Als ich zum Weg zurückkomme, ist Far wieder bei Atem. Wir gehen weiter. Je mehr Häuser wir passieren, desto bewusster wird mir, wie glücklich ich hier war. Wir wohnten zwar in Kopenhagen, verbrachten aber alle Ferien und unzählige Wochenenden hier. Der Höhepunkt waren die Sommerferien; drei Monate am Stück nur draußen sein, Fußball spielen, Tiere studieren, Bo foltern, schwimmen gehen, Mädchen ärgern. Irgendetwas war immer. Mal kam Besuch aus der Familie, blieb ein paar Tage oder Wochen, fuhr wieder, um von dem nächsten Besuch abgelöst zuwerden. Das Gästezimmer war selten frei, und manchmal wurde noch im Garten gezeltet. So lebten wir wochenlang mit Tanten, Onkeln, Neffen und Cousinen zusammen, die wir sonst nur auf Nachmittagsbesuchen gesehen hätten. Man lernte sich anders kennen, besser, alles wurde familiärer. Wenn man Freunde um sich herum haben will, ist es schlau, ein Haus am Meer zu haben. Wow. Wahnsinnserkenntnis – muss ich mir gleich notieren.

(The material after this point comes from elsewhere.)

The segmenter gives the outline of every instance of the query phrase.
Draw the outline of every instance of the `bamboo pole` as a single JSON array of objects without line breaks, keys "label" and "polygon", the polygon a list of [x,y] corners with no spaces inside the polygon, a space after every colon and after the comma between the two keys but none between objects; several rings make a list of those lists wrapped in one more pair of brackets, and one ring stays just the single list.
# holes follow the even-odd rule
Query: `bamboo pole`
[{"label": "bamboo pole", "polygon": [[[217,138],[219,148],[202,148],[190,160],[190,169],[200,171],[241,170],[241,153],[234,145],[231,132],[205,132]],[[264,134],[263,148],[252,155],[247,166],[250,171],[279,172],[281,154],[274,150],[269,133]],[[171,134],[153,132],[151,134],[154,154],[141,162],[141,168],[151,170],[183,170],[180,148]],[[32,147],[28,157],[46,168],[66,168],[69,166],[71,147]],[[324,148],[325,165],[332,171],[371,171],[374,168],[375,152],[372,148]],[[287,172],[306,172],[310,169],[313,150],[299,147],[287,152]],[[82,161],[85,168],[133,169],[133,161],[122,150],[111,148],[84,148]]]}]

Auf dem Hügel schnauft Far wieder schwer. Wir bleiben stehen und schauen uns um. Weiß, so weit das Auge reicht. Und diese Stille. Im Sommer hört man die Autos, wenn sie fünfhundert Meter weiter unten in den Odinsvej einbiegen. Jetzt würde man Fußgänger hören. Stille. So still, dass man die Eichhörnchen klettern hört. Ich liebe das.
»Erinnerst du dich an den Tag, als du ertrunken bist?«
Ich werfe Far einen Blick zu, finde aber keinen Hinweis, worauf er hinauswill, also nicke ich. Ein Sommertag. Ich war schwimmen und trat in ein Loch im Meeresboden. Ich weiß noch, dass ich rufen wollte und Wasser einatmete. Dann weiß ich nichts mehr. Als ich wieder zu mir kam, lag ich im Sand, und um mich herum standen aufgeregte Erwachsene und Kinder. Neben mir saß mein Vater und lächelte, während ihm die Tränen herunterliefen.
»Ich habe dir also nicht nur das Leben geschenkt, sondern auch noch gerettet. Toll von mir, oder?«
»Zweimal große Klasse«, sage ich und ahne, worauf das hinausläuft.
»Wie wäre es also, wenn du jetzt auch was für mich tust?« »Ich hab dich hergefahren.«
Seine Schultern sacken traurig nach unten.
»Wer braucht da noch Enkelkinder ...« Er strafft sich wieder. »Im Ernst, mach mir endlich ein paar Kinder, ich verspreche dir, das verändert alles.«
»Es ist nicht der richtige Zeitpunkt.«
Er schlägt mit den Armen aus.
»Ach was! Lass los! Vertrau der Sache! Du brauchst keine Angst zu haben, Ameisen finden von alleine ins Haus.«
Ich blicke zum Himmel.
»Oh. Es gibt Schnee.«
Ich setze mich in Bewegung. Er seufzt herzzerreißend und folgt.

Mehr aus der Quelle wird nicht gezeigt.